Desde las 19:00, el ingreso del público marcó el inicio de una jornada distinta. La alfombra roja instalada especialmente para recibir al público, artistas, referentes de la cultura y diversas personalidades, ofreció un preludio festivo que generó expectativa desde los primeros minutos. En paralelo, el set de DJ Beve y un set especial de Martín Buscaglia comenzaron a dar forma de banda sonora al atardecer que anticipaba la celebración.
Poco después, cerca de las 21:00, Martín Buscaglia volvió al escenario, esta vez acompañado por su banda, para continuar con la previa musical. Su presentación —cálida, rítmica y con el inconfundible sello del artista—, junto a Martín Ibarburu y su hija Juana, fue recibida con entusiasmo por un público que ya colmaba gran parte de las plateas. El ritmo siguió en aumento cuando ingresó desde el pasillo central del Teatro la cuerda de tambores de Cuareim 1080, que se unió a La Tríada en una colaboración ovacionada por el público, que fusionó tradición candombera y murguera en un momento único entre los pasillos del Collazo.

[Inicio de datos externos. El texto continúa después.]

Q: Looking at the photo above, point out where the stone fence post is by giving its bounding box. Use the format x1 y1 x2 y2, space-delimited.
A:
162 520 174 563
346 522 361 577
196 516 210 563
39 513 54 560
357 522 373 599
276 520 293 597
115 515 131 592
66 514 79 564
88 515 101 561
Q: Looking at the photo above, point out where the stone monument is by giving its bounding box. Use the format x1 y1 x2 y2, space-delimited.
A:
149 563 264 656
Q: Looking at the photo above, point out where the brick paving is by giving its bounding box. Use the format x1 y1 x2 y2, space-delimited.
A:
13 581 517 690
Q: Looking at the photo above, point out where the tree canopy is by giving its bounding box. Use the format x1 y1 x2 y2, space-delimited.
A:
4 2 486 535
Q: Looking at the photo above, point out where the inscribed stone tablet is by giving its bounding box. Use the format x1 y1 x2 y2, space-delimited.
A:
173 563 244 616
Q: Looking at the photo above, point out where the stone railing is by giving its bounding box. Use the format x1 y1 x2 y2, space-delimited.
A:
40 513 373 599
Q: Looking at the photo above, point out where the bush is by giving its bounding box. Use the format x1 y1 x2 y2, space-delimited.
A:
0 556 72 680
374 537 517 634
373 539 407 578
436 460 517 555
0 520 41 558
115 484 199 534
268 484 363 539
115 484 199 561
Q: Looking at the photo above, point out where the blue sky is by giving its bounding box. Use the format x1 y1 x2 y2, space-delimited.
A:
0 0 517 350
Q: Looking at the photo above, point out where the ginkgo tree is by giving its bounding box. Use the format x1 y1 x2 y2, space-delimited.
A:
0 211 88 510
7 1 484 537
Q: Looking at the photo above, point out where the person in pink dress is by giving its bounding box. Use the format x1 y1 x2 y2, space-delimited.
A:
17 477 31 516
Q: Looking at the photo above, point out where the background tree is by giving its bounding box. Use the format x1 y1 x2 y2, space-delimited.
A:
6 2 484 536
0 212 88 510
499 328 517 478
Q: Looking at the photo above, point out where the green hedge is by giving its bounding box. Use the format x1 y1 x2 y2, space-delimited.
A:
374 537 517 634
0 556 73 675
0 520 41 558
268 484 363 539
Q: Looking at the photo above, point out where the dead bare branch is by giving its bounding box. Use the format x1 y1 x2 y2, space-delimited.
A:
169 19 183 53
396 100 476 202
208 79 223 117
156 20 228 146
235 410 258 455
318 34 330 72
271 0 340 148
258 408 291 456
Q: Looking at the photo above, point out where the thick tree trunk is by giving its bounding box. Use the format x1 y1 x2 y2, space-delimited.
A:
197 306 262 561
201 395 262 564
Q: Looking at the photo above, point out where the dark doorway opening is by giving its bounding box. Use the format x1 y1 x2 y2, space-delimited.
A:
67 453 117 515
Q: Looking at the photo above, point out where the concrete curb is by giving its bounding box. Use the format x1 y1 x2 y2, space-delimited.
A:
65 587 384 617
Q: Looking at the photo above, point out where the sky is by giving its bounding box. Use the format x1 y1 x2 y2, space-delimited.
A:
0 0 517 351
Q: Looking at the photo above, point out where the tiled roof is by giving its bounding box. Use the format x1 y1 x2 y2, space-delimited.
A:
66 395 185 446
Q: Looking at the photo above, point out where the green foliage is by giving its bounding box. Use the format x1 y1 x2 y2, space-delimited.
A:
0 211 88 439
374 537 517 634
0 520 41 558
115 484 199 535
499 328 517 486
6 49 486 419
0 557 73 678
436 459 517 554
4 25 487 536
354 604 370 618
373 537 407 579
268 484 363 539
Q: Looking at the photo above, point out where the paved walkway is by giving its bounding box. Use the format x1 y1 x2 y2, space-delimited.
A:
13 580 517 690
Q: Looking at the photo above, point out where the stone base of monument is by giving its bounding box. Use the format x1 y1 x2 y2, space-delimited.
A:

Sobre las 21:30, Falta y Resto tomó el escenario para continuar elevando el clima de la noche. Con su actuación, el conjunto que regresa este año a los escenarios del Carnaval junto a sus inconfundibles e icónicas figuras, aportó su impronta característica, generando un nuevo punto de encuentro con un público cada vez más encendido y expectante.
Tras la presentación final de Noelia Campo, que ofició como maestra de ceremonias a lo largo de la jornada, el director del documental, Federico Lemos, subió al escenario para introducir la película. Con palabras de agradecimiento, dio paso al estreno oficial.
A las 22:30, con el cielo despejado como testigo y frente a los miles de espectadores, el Templo se vio reflejado en pantalla gigante para contar, por primera vez, su propia historia.
Durante todo el largometraje, el público acompañó la historia del Teatro de Verano con atención, complicidad y sensibilidad. Cada relato, cada anécdota y cada momento de archivo despertó recuerdos y reacciones espontáneas en la platea, que vivió el documental como un reencuentro íntimo con episodios fundamentales de la memoria cultural nacional. Entre aplausos, sonrisas y silencios cargados de emoción, el público se convirtió en parte activa de una pieza que trascendió la pantalla.
La jornada culminó como había comenzado: con una comunidad reunida en torno al Templo, reafirmando el valor simbólico y afectivo de un lugar que sigue escribiendo nuevas páginas en su historia. El estreno en pantalla gigante no solo homenajeó al Teatro de Verano, sino que también confirmó, una vez más, su vigencia como escenario de encuentros que marcan a generaciones enteras.